Zeitung Heute : Es wird immer besser

Wolfgang Schäuble

TRIALOG

„In der Gefahr wächst das Rettende“, hat Hölderlin einst geschrieben. Dem Gedanken entspricht, dass in der chinesischen Sprache dasselbe Schriftzeichen für Chance wie Krise verwendet wird. Das hat auch etwas mit der Erkenntnis von Karl Popper zu tun, dass offene Gesellschaften sich in einem Prozess von trial and error, Versuch und Irrtum, bewegen, was ja auch bedeutet, dass sie aus Fehlern lernen können.

In der Irakkrise sind nicht nur von einer Seite Fehler gemacht worden. Die Europäer lernen inzwischen, dass sie nur bei Einigkeit in die Waagschale weltpolitischer Entscheidungen Gewicht einbringen können, und dass sie diese Einigung nicht als Gegengewicht zu den Vereinigten Staaten von Amerika, sondern nur als deren Partner zustande bringen. Die Amerikaner lernen, dass sie wohl den Krieg, nicht aber den Frieden allein gewinnen können. Und die Briten erfahren, dass ihnen spezielle Beziehungen zu Amerika weniger nützen als das stärkere Gewicht eines einigen Europa, zu dem sie ihren Beitrag leisten müssen.

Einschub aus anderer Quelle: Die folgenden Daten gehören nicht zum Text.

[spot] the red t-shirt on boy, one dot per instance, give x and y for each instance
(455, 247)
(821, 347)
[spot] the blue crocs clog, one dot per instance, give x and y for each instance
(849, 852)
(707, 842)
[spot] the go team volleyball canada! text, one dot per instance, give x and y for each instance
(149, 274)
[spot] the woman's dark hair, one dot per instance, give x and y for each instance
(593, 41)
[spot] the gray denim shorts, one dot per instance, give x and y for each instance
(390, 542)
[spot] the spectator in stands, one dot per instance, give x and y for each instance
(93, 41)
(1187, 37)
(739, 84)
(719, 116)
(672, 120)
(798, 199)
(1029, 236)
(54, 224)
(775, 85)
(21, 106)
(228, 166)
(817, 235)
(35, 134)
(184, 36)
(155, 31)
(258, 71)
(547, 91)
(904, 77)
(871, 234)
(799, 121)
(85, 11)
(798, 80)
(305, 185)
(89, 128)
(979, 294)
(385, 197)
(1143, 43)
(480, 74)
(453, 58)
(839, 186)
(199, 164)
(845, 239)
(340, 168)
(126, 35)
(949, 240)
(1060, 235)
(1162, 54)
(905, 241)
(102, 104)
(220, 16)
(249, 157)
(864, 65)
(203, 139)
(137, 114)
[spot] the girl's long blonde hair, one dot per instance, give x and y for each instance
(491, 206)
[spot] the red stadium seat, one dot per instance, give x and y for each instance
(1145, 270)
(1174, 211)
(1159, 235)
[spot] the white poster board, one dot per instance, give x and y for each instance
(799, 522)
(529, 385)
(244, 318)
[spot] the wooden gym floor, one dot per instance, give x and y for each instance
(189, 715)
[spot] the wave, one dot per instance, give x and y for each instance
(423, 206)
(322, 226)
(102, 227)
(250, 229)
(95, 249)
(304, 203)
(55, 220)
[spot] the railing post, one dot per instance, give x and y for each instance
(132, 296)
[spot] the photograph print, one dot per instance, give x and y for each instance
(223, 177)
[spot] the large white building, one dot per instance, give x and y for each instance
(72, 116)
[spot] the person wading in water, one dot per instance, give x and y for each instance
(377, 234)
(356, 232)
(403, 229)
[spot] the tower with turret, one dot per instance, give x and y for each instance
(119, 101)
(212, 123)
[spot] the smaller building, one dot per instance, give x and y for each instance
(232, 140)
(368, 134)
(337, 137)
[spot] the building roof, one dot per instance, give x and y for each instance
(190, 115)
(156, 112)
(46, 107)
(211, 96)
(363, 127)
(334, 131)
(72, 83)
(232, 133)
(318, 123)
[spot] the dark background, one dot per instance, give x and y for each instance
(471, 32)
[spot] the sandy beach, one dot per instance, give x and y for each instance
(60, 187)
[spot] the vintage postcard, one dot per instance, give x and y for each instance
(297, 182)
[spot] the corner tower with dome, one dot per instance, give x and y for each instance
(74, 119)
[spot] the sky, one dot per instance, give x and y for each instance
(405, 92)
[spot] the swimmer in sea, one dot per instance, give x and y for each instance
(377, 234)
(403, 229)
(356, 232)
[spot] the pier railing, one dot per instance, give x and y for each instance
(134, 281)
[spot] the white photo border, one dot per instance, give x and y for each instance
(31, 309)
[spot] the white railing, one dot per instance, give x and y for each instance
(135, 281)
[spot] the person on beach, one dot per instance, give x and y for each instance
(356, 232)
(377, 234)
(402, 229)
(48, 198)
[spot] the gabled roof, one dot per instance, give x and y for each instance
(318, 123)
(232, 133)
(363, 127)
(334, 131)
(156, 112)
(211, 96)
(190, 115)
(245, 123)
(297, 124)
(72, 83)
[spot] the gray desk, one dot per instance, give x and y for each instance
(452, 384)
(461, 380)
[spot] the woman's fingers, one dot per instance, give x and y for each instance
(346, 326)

Auch in der schwierigen Lage von Wirtschaft, Arbeitsmarkt, sozialen Sicherungssystemen und Staatsfinanzen und in die Stagnation unserer politischen und gesellschaftlichen Entscheidungsprozesse scheint Bewegung zu kommen. Der Metallarbeiterstreik zur Durchsetzung einer jedenfalls derzeit unvertretbaren Arbeitszeitverkürzung im Osten ist zusammengebrochen. Jetzt scheint sogar die IG Metall statt auf Flächentarifverträge auf einzelbetriebliche Vereinbarungen zu setzen. Und im Land Berlin ist es nach dem Ausscheiden aus der Tarifgemeinschaft gelungen, für den öffentlichen Dienst eine berlinspezifische Vereinbarung zu treffen.

In der Gesundheitsreform haben die Konsensgespräche aus den Schützengräben der erstarrten Fronten herausgeführt. Man mag über die einzelnen Regelungen geteilter Meinung sein und bezweifeln, ob das alles angesichts der gewaltigen Probleme unseres Gesundheitssystems schon ausreicht; aber Schritte in die grundsätzlich richtige Richtung sind es gewiss.

Die Beispiele ließen sich fortsetzen. Jedes einzelne belegt jedenfalls, dass bei allen Sorgen und Problemen immer auch Grund zur Hoffnung besteht. Und ganz so schlecht geht es den meisten zum Glück immer noch nicht in Deutschland. So lässt sich dem Urlaub doch mit Freude entgegensehen. Vielleicht fährt sogar der Bundeskanzler auch wieder nach Italien; wenn nicht, mögen ihm in der schönen Heimat erholsame Tage beschieden sein. Das Wetter ist auch gut, und die Temperaturen sind meistens so hoch wie einst nur im sonnigen Süden.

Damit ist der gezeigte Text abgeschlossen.